If it did not exist, it would have to be created

In the May-June edition of the Benchers’ Bulletin, Law Society President Howard Berge, QC, describes “... the precipitous decline of the common law and of the independence of the legal profession.” President Berge then references the developing situation in Australia, observing that in New South Wales the government has recently given the 18,000 member Law Society until July, 2004 to separate its regulatory and member services functions. President Berge notes that in Queensland, the State Government has moved to transfer the Law Society’s investigatory and prosecutorial role in lawyer discipline to a newly created Legal Services Commission.

As President Berge puts it, “All of this speaks to the need for Law Societies to behave in a manner beyond reproach and to defend the principle of self-regulation with conviction and integrity. Without question, our work as a Law Society must be shown as serving the public interest – our primary statutory mandate – and not our own interest as lawyers. This is fundamental to preserving public confidence in professional self-regulation.”

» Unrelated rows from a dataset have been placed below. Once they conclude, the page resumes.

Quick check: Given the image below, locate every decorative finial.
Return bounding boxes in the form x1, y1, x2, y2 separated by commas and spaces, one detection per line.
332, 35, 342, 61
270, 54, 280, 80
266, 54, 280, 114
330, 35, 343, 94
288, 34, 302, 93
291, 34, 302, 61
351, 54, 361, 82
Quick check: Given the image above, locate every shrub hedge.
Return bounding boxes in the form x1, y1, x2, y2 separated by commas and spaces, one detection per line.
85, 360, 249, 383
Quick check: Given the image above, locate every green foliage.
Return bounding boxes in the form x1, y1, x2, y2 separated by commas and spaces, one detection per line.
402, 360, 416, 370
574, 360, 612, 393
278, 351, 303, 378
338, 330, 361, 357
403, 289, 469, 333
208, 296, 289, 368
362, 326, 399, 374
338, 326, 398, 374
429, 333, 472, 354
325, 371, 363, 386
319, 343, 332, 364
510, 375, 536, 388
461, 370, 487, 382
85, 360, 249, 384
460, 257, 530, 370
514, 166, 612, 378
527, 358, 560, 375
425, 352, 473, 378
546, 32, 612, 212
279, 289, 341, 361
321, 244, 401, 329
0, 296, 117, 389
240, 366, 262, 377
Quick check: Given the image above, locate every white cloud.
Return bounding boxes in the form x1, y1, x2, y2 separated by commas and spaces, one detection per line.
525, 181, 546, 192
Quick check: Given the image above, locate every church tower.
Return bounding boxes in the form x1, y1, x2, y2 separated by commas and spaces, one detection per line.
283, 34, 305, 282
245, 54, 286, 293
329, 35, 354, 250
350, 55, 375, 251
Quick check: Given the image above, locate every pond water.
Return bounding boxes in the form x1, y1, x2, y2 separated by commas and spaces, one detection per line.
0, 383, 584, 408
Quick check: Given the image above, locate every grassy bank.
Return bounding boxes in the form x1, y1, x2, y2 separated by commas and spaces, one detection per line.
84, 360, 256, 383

In British Columbia, the members of the Law Society acted long ago to recognize and deal effectively with the dilemma. On January 1, 1948 all members of the Law Society of British Columbia were enrolled as members of the Canadian Bar Association. Alfred Watts, QC, records the further evolution of this relationship in his book “History of the Legal Profession in British Columbia 1869-1984”, at page 23:

“...C.C. Locke, QC, a Bencher, later President of the CBABC, later Treasurer and now Mr. Justice Locke presented a very comprehensive letter on the future of the Society to the then Treasurer, C.D. McQuarrie, QC, dated November 23, 1967, suggesting a delineation of responsibility between the Law Society and the local section of the Canadian Bar Association – a sentiment which was similarly expressed by the retiring President of the Vancouver Bar Association, J.D. Taggart, QC, now Mr. Justice Taggart. The suggestions of Locke and Taggart were canvassed at special meetings of the Benchers and it was decided that certain non-statutory duties should be passed to some other body, and while possible new organizations were considered the B.C. Branch became the recipient commencing with the responsibility for law reform and continuing legal education in 1968.”

Mr. Watts concluded that as a result the Law Society enhanced its overall capability and, in promoting the effectiveness of the B.C. Branch, produced a better-rounded profession on both a provincial and national basis.

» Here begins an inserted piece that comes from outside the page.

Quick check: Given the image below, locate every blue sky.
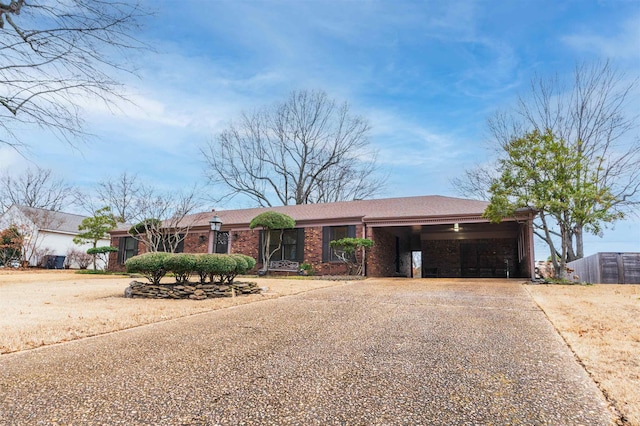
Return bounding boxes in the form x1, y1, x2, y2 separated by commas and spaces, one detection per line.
0, 0, 640, 257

The primary mandate for the Canadian Bar Association was and continues to be “lawyers for lawyers.”

What is clear from the developing international debate is that there is a move toward the division of functions now being mandated to the Law Society of New South Wales. We can be proud that B.C. lawyers recognized so long ago the importance of a division of responsibilities between the Law Society of B.C. and the Canadian Bar Association, allowing both organizations to effectively fulfil their respective mandates.